Tuesday, April 4, 2017

Bolingbrook, Orland Park make issues of Trump, upcoming gov campaigns

Gubernatorial candidates already are starting to stir up talk (Bruce Rauner and duct tape?) for their election cycles of 2018, while we’re supposed to have moved beyond the 2016 process that saw us pick Donald J. Trump.
 
Will voters see Claar of Bolingbrook...

Yet in a pair of suburbs, the municipal elections that will take place Tuesday will most likely be influenced by people whose primary concerns aren’t the local candidates running for office.

FOR IT SEEMS that long-time mayors in Orland Park and Bolingbrook will wind up having to deal with outside concerns as they try to keep their political posts.
 
... and McLaughlin of Orland Park?

Bolingbrook, in particular, is going to get national attention, particularly if long-time incumbent Roger Claar actually gets defeated by Jackie Traynere, a member of the Will County Board.
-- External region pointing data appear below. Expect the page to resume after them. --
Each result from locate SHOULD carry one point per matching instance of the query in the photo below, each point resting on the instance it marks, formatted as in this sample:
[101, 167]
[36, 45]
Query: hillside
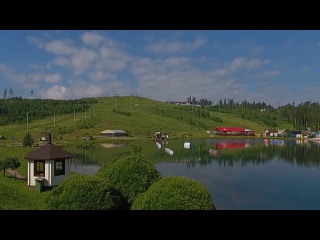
[139, 116]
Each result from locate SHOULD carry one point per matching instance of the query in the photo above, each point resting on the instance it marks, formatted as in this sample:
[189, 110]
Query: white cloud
[59, 47]
[55, 92]
[243, 63]
[36, 41]
[11, 74]
[268, 74]
[112, 58]
[163, 47]
[256, 50]
[82, 59]
[100, 76]
[92, 39]
[53, 78]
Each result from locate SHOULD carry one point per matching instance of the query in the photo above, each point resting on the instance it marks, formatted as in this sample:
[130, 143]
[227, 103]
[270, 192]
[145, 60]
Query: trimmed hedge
[175, 193]
[131, 175]
[83, 192]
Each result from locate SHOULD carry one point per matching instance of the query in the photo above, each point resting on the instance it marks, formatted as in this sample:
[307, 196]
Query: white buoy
[186, 145]
[214, 152]
[169, 151]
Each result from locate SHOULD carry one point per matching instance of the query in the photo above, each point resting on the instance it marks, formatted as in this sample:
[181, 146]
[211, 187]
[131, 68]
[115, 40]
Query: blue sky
[272, 66]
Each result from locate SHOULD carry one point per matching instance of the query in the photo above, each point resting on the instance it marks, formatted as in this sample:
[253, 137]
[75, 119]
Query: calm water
[245, 175]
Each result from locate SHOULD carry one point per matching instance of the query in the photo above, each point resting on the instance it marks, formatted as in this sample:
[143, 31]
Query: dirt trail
[16, 174]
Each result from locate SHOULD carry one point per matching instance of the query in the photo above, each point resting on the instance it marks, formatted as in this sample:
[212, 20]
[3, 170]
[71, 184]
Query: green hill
[139, 116]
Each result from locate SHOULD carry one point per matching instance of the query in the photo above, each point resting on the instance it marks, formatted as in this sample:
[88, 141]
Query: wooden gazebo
[49, 163]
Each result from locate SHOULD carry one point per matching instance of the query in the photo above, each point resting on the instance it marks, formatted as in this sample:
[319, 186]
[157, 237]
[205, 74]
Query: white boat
[158, 145]
[186, 145]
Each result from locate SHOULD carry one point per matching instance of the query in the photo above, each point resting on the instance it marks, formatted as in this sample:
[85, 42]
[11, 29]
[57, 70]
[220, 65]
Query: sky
[277, 67]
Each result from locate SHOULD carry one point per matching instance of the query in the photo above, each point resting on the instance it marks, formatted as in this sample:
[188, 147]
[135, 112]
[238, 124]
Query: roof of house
[48, 152]
[113, 131]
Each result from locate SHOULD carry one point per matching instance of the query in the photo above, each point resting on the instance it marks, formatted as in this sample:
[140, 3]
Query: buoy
[214, 152]
[186, 145]
[158, 145]
[169, 151]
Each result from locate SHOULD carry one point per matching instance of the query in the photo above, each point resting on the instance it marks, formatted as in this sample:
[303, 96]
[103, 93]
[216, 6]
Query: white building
[50, 164]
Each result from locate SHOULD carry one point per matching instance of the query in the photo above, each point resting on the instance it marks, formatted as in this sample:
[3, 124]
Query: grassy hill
[139, 116]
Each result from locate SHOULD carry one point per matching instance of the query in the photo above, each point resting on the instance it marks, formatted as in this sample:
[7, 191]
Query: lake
[240, 174]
Bolingbrook in most cases would be inclined to give Claar a ninth four-year term in office. He is like many suburban government officials who have long stints in power largely because no one else is particularly interested in holding political office locally.

If anything, Claar is a Bolingbrook institution – the community otherwise known as the one that once employed Drew Peterson as a police officer.
Will names like Trump, ...

WHICH IS WHY during last year’s election cycle, Claar felt compelled to let people know what he thought of the presidential election. He became particularly enamored with one of the candidates.
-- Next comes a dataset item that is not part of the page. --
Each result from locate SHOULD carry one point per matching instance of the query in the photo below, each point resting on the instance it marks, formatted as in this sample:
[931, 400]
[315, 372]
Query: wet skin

And when many political establishment types didn’t think much publicly of his preferred candidate, he took it on himself to put together a Chicago-area fundraiser for the candidate – who we now know is President Donald J. Trump.
... Rauner, ...

Not that it did Trump any good locally – Will County was like all the other counties of the Chicago metro area (except for McHenry) in preferring Hillary Clinton. Trump and Vice President Mike Pence took a mere 43 percent of the vote last year.

Yet Claar became so over-the-top in his preference for Trump that it stood in peoples’ minds, particularly that of Traynere. She challenged him, and she’s getting some backing for her campaign that’s going out of its way to associate every knuckleheaded act of Trump with that of Claar.
... and Pritzker predominate?

IF A TRUMP association winds up seriously costing Claar his post, that will be something that generates attention – particularly since the Trumpites of our society want to believe that association with The Donald is the key to victory.

The southwest suburbs have become a particular gathering spot for people of the Islamic religious faith, and there are strong Muslim groups taking up the cause of beating Claar.

Even J.B. Pritzker of the family whose fortune comes from Hyatt Hotels has taken up Traynere’s cause, campaigning with her in Bolingbrook while trying to talk up his own 2018 aspirations for Illinois governor.
Jackie Traynere had gubernatorial hopeful J.B. Pritzker in tow. Photo provided by Pritzker
That post has also become a factor in Orland Park, where Dan McLaughlin, who began as a village trustee in the 1980s and is now seeking his seventh term as mayor, is being challenged by an ideologue group getting its funds in part from Rauner.

McLAUGHLIN ONCE TRIED running for state office (Illinois treasurer in 1998, he lost), but otherwise has focused his attention on Orland Park. Although the Liberty Principles group wants us to believe that McLaughlin has been around too long.

Too high a tax rate, a fall in property values and the mayor’s position becoming a full-time job are the allegations being spewed in television spots and mailers that are giving McLaughlin his most serious political challenge of his life.
PEKAU: Benefitting from ideologue campaign

These kind of challenges are rare at the municipal level – most of the people running for government office on Tuesday are unchallenged. No one else wants the positions, and I’m sure Claar and McLaughlin are wondering to themselves what could they have done wrong to deserve such vehement challengers.

Although in the case of McLaughlin, his opponent, Keith Pekau, who’s never held government office before, isn’t even mentioned in the campaigning – that puts its focus purely on the concept of “Dump McLaughlin.” It will be intriguing to see how many people – inspired by Rauner bucks – feel the need to do just that.

  -30-

Dean wants a comeback
EDITOR’S NOTE: One interesting campaign will be in suburban Riverdale, where incumbent Mayor Lawrence Jackson is being challenged by former Mayor Deyon Dean. Local electoral board officials controlled by Jackson had kicked Dean off the ballot, saying his independent candidacy was improperly listed on nominating petitions. The Illinois Supreme Court last week disagreed and ordered him reinstated – even though early voting had already begin with ballots excluding Dean. New ballots will be available Tuesday, and we’ll see if the campaign chaos causes confusion.